A Xinjiang woman facing a riot squad in 2017 (By Associated Press)

TAIPEI (Taiwan News) — On Jan. 17, international research and advocacy group Human Rights Watch (HRW) published its World Report 2019; a comprehensive review of the current human rights conditions in every nation.

The organization posted an announcement for the report’s release on its website, which gave particular mention to China in a section discussing the persistence of autocratic politics throughout the world.

HRW asserted the Chinese government’s arbitrary detention of over a million Uighur minority citizens in the Xinjiang Autonomous Region exemplified the “enormous” human cost of maintaining autocratic rule, mentioning the crisis alongside other current human rights catastrophes including the extrajudicial killing of suspected drug dealers in the Philippines. The organization stated that “China has increased its repression over the past year to the worst level since the 1989 massacre of protesters from the Tian’anmen Square democracy movement.”

In the report itself, HRW details the extralegal measures the government has used to target key individuals accused of state subversion. This includes the three-year detention-without-trial of human rights lawyer Wang Quanzhang, the incarceration and torture of other lawyers and activists such as Qin Yongmin, who was sentenced to 13 years for leading a pro-democracy movement, and the forced repatriation of dissident Jiang Yefei in cooperation with the Thai government.

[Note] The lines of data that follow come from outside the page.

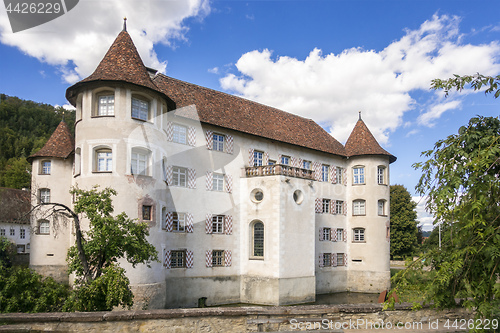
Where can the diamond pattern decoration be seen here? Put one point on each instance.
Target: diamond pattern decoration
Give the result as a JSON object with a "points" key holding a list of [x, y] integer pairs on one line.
{"points": [[191, 136]]}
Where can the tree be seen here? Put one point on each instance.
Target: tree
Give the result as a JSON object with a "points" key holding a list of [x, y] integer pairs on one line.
{"points": [[461, 180], [101, 283], [403, 222]]}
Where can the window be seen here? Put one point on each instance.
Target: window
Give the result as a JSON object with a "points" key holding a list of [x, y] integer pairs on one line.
{"points": [[358, 207], [258, 239], [43, 227], [179, 134], [339, 207], [106, 105], [340, 172], [140, 109], [326, 233], [44, 195], [218, 224], [258, 158], [140, 162], [104, 160], [45, 168], [146, 213], [381, 175], [217, 258], [217, 182], [340, 235], [326, 206], [178, 259], [324, 173], [359, 235], [179, 176], [358, 174], [381, 207], [218, 142], [327, 259], [179, 222], [340, 259]]}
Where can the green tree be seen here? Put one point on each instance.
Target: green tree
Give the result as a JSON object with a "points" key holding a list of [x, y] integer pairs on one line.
{"points": [[403, 222], [461, 180], [101, 283]]}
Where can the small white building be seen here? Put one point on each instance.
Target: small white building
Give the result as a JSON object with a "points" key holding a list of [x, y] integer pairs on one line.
{"points": [[246, 203]]}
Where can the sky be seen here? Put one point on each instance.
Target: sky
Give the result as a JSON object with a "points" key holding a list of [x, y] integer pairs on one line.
{"points": [[321, 59]]}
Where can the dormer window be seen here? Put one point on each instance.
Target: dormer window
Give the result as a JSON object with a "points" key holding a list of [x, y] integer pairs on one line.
{"points": [[140, 109]]}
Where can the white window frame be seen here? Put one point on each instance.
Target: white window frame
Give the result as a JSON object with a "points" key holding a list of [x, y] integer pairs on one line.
{"points": [[179, 134], [358, 235], [179, 176], [359, 207], [358, 175]]}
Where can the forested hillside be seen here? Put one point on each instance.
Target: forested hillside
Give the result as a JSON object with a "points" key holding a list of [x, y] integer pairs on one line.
{"points": [[25, 126]]}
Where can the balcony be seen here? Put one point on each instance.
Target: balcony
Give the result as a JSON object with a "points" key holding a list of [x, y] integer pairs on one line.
{"points": [[279, 170]]}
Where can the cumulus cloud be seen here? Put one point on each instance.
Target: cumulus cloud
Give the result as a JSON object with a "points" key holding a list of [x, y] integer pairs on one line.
{"points": [[77, 41], [332, 88]]}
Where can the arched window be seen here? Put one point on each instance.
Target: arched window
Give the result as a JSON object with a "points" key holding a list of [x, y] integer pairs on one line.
{"points": [[257, 230]]}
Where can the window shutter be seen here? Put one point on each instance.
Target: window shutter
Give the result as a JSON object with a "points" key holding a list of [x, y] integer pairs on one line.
{"points": [[229, 144], [250, 156], [318, 208], [169, 221], [333, 174], [170, 131], [208, 258], [191, 136], [228, 225], [209, 181], [208, 224], [266, 158], [169, 175], [227, 258], [189, 222], [189, 259], [229, 183], [209, 135], [166, 260], [192, 178]]}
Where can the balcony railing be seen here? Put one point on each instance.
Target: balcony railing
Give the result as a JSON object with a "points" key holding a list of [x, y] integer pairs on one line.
{"points": [[279, 169]]}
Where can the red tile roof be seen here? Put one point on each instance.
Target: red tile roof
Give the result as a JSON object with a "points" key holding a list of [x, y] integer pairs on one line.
{"points": [[243, 115], [14, 205], [60, 144], [362, 142]]}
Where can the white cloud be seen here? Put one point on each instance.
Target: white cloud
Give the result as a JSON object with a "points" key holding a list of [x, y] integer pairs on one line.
{"points": [[332, 88], [78, 40]]}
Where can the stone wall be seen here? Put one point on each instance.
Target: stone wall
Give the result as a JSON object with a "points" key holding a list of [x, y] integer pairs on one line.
{"points": [[321, 318]]}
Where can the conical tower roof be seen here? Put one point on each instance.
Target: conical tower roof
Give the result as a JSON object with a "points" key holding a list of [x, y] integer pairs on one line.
{"points": [[362, 142], [121, 63], [60, 144]]}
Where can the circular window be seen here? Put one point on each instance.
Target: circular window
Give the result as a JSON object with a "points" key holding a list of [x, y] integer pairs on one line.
{"points": [[298, 197], [257, 195]]}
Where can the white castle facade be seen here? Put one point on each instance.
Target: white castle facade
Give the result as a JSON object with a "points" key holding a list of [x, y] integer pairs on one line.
{"points": [[245, 203]]}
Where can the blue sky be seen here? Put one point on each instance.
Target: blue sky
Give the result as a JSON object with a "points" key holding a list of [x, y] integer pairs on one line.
{"points": [[324, 60]]}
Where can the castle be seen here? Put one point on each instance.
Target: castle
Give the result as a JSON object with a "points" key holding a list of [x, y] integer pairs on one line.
{"points": [[246, 203]]}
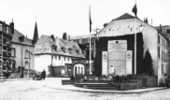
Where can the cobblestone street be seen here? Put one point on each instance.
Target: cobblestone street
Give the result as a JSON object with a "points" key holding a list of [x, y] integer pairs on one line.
{"points": [[51, 89]]}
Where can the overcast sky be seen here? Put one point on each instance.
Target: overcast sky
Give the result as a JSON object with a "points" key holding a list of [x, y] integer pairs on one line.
{"points": [[71, 16]]}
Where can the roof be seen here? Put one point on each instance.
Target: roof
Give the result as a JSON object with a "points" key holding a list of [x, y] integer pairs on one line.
{"points": [[16, 38], [49, 44], [124, 16]]}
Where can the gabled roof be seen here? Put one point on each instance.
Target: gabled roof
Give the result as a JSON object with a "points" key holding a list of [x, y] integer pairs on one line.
{"points": [[124, 16], [47, 44], [16, 38]]}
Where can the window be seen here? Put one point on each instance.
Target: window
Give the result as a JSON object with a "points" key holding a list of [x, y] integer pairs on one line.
{"points": [[27, 54], [13, 52]]}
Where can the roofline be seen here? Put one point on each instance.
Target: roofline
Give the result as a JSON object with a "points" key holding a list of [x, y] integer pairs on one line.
{"points": [[22, 44], [135, 18], [57, 54]]}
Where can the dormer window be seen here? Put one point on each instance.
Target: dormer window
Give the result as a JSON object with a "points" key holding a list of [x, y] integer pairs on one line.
{"points": [[63, 49], [21, 38]]}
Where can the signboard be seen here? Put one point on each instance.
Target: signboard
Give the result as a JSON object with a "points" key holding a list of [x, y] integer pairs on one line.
{"points": [[117, 57], [104, 63], [117, 62], [117, 45], [129, 62]]}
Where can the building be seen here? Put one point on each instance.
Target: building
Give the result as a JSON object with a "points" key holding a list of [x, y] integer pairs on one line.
{"points": [[22, 52], [6, 32], [53, 54], [129, 46]]}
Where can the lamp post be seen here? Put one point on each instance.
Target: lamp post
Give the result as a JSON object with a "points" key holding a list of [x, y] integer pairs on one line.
{"points": [[139, 29]]}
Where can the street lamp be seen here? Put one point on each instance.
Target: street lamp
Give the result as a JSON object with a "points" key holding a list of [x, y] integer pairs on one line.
{"points": [[139, 29]]}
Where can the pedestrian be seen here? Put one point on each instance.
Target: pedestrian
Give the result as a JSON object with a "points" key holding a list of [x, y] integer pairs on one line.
{"points": [[43, 75]]}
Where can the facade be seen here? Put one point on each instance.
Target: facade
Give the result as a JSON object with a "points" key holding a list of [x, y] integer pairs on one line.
{"points": [[6, 32], [22, 51], [53, 54], [128, 46]]}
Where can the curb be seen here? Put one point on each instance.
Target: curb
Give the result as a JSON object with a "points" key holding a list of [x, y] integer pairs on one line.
{"points": [[111, 91]]}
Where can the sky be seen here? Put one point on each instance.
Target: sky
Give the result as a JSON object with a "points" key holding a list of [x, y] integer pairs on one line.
{"points": [[72, 16]]}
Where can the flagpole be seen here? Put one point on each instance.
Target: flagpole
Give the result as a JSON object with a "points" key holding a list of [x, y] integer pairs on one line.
{"points": [[135, 42], [90, 65], [135, 50], [1, 66]]}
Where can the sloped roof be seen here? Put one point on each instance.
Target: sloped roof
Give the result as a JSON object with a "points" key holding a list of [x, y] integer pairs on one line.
{"points": [[46, 44], [16, 38], [124, 16]]}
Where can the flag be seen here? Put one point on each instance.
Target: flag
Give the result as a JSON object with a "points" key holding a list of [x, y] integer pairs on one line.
{"points": [[90, 21], [134, 9]]}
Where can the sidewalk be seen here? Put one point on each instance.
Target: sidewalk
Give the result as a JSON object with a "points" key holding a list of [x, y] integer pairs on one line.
{"points": [[79, 89], [55, 83]]}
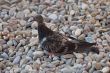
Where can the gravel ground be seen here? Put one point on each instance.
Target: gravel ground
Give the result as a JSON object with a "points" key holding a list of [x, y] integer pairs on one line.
{"points": [[83, 19]]}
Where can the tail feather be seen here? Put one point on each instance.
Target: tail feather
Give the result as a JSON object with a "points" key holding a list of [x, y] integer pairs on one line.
{"points": [[87, 47]]}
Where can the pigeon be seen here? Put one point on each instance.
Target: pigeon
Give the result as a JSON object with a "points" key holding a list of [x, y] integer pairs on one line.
{"points": [[56, 43]]}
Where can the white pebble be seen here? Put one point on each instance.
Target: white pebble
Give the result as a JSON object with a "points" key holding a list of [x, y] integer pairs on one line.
{"points": [[16, 60], [106, 70], [53, 16], [78, 32]]}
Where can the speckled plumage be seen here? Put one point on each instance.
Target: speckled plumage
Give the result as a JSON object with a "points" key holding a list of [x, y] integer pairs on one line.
{"points": [[57, 43]]}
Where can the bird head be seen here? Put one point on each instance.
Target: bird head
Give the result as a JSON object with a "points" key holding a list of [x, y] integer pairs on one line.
{"points": [[38, 18]]}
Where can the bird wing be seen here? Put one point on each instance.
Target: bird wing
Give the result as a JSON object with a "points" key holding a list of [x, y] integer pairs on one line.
{"points": [[57, 43]]}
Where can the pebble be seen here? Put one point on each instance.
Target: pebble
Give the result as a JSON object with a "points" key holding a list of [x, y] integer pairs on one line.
{"points": [[1, 26], [78, 55], [53, 16], [89, 39], [98, 66], [5, 55], [22, 22], [84, 6], [10, 43], [34, 25], [97, 72], [66, 70], [97, 24], [38, 53], [2, 65], [16, 60], [34, 32], [67, 56], [78, 32], [1, 48], [20, 15], [106, 70], [33, 41], [72, 12]]}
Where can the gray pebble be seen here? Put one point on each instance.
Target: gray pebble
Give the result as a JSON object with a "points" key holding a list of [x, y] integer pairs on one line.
{"points": [[53, 16], [16, 60], [4, 55]]}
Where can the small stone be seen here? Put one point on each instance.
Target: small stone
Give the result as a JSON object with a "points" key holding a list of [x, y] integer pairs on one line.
{"points": [[67, 56], [56, 63], [84, 6], [1, 48], [78, 55], [28, 67], [20, 15], [104, 43], [53, 16], [38, 53], [2, 65], [72, 12], [98, 66], [81, 37], [10, 43], [22, 22], [89, 39], [34, 32], [1, 26], [78, 32], [5, 55], [79, 61], [23, 41], [66, 70], [16, 60], [26, 12], [97, 24], [99, 17], [33, 41], [106, 70], [97, 72]]}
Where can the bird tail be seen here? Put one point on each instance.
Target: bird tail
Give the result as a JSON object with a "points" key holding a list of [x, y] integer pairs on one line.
{"points": [[87, 47]]}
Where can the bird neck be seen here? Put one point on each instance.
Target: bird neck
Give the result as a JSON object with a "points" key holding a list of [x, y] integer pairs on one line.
{"points": [[43, 31]]}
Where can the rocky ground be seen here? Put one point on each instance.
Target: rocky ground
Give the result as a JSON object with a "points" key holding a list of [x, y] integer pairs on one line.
{"points": [[83, 19]]}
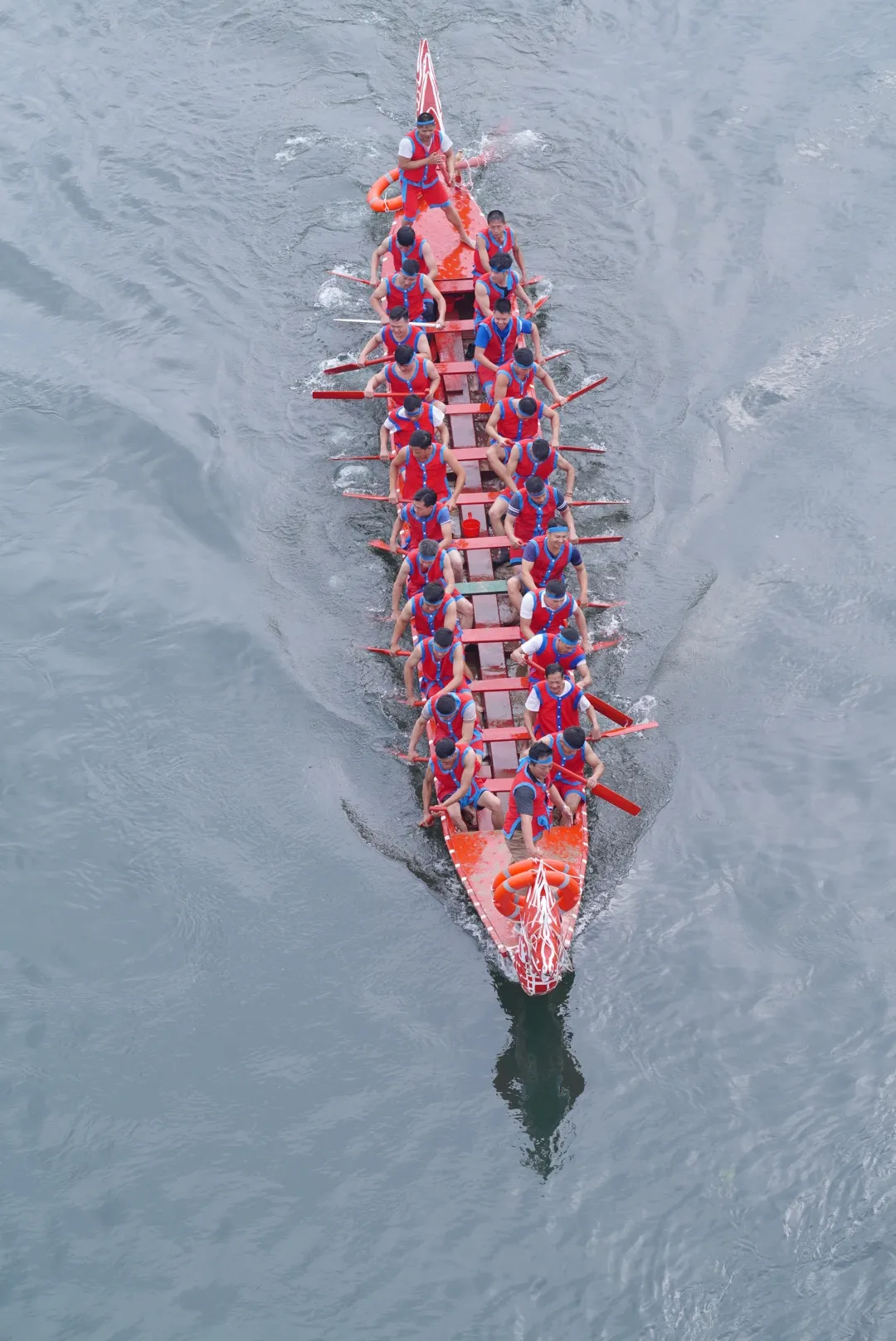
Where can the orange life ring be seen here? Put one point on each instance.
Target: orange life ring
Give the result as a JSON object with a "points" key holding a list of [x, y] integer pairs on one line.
{"points": [[374, 195]]}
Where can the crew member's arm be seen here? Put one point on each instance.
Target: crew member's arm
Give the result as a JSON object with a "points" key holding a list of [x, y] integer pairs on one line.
{"points": [[491, 427], [430, 261], [377, 256], [581, 627], [596, 764], [376, 302], [480, 294], [460, 476], [553, 419], [397, 464], [402, 624], [441, 302], [374, 383], [430, 369], [569, 471], [397, 588], [412, 661]]}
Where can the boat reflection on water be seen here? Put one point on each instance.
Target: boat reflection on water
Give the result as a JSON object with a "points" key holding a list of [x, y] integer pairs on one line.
{"points": [[537, 1075]]}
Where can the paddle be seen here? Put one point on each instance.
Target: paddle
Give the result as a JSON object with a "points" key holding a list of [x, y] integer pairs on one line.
{"points": [[582, 392]]}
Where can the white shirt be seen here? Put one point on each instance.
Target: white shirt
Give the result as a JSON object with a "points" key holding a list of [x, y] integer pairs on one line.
{"points": [[406, 146], [528, 609], [533, 703]]}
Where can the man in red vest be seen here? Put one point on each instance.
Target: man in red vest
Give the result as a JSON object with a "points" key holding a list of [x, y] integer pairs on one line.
{"points": [[421, 156]]}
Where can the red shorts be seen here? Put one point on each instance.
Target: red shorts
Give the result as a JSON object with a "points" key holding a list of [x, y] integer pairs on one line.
{"points": [[436, 197]]}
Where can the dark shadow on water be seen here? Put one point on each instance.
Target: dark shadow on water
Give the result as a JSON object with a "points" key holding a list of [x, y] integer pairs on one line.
{"points": [[537, 1075]]}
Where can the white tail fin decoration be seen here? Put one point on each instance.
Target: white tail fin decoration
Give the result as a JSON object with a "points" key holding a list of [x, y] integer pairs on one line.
{"points": [[538, 955]]}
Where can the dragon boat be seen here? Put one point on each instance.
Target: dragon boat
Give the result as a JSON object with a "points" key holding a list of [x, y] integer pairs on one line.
{"points": [[537, 943]]}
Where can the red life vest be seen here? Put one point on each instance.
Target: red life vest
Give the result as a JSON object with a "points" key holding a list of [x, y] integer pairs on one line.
{"points": [[400, 254], [419, 576], [517, 387], [533, 519], [550, 622], [454, 727], [426, 422], [556, 712], [541, 807], [423, 176], [495, 291], [411, 341], [518, 427], [528, 466], [500, 344], [550, 653], [546, 565], [448, 779], [494, 248], [415, 385], [426, 475], [420, 526], [435, 672], [426, 622], [412, 298]]}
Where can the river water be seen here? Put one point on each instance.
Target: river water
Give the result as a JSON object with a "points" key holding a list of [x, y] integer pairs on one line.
{"points": [[261, 1075]]}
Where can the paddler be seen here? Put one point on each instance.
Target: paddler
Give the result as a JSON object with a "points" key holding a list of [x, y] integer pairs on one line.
{"points": [[424, 518], [545, 558], [546, 649], [431, 609], [426, 563], [424, 466], [549, 612], [421, 154], [404, 244], [530, 803], [413, 415], [497, 239], [572, 751], [412, 290], [454, 716], [397, 331], [554, 703], [517, 378], [459, 786], [526, 459], [498, 339], [439, 663], [407, 374], [499, 282]]}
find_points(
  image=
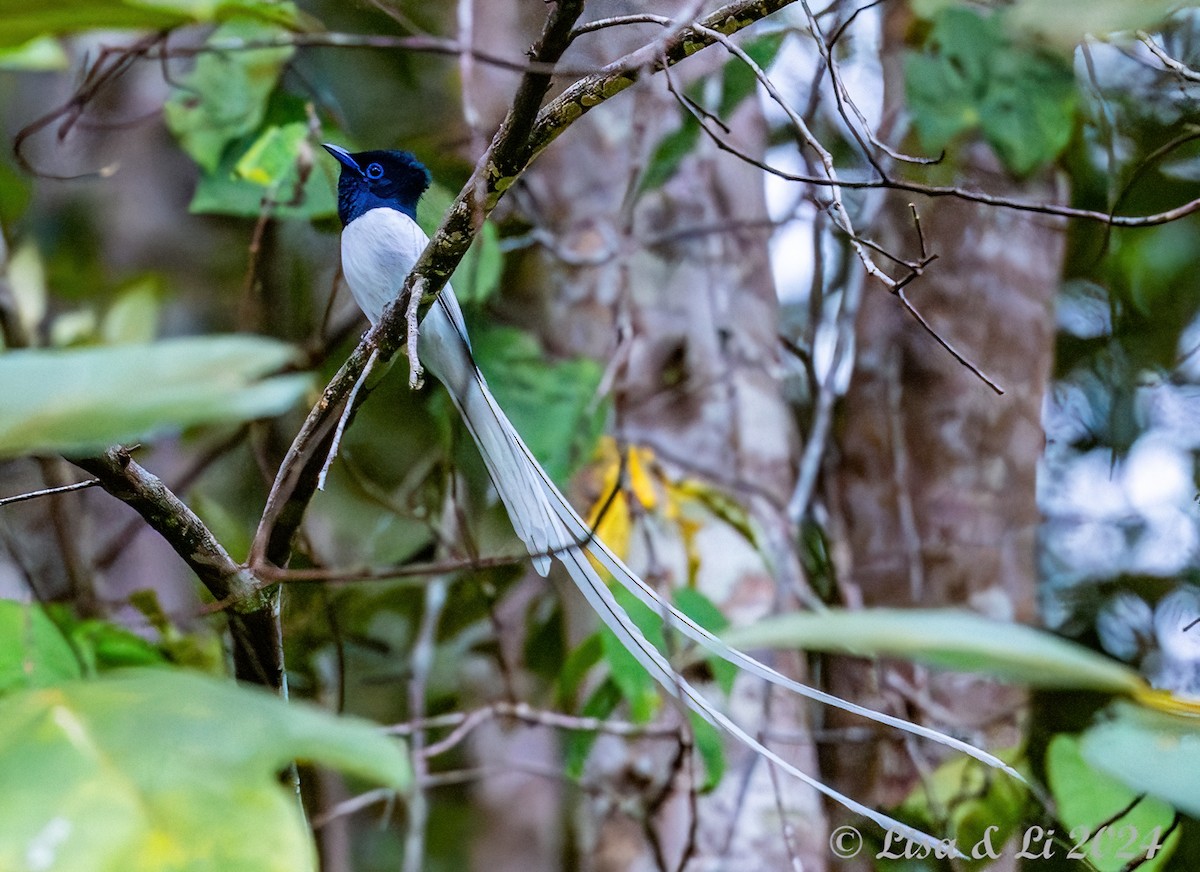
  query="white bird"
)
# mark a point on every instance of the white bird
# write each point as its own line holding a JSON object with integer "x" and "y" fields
{"x": 377, "y": 196}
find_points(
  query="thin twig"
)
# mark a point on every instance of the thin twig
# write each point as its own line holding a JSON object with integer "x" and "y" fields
{"x": 48, "y": 491}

The report also notes how China has “tightened its ideological grip” over institutions and society, both offline and online. This includes the suppression and censorship of anti-establishment and “vulgar” content, and cracking down on women’s rights movements and LGBT individuals—a practice which even spread to Hong Kong last year.

Although Taiwan is not given its own evaluation in the HRW report, it is mentioned as the subject of China’s belligerence. The report notes how Beijing has wielded the power of its economy to curtail freedom of expression around the world, encouraging former allies of Taiwan to sever diplomatic ties and international airlines to change how they refer to the country.

The evaluation contains dedicated sections to Tibet, Xinjiang and Hong Kong, underscoring the particular kinds of oppression citizens of each region have uniquely dealt with at the hands of the Communist government.

Local authorities have intensified “political education” and the rate of land grabs in Tibet, and continue to step-up arbitrary persecution and detention in Xinjiang, HRW states. The organization adds that authoritarian politics and democratic suppression are increasingly pervading political and social life in Hong Kong.

Despite alarming conditions in many countries, HRW observes that there is a rising trend in pushback against autocracy, with groups resisting the rule of right-wing populist politicians, and bringing justice to the perpetrators of human rights catastrophes.

It is worth noting politicians are gaining the fortitude to confront Chinese authorities directly, including Communist Party leader Xi Jinping, about their human rights abuses.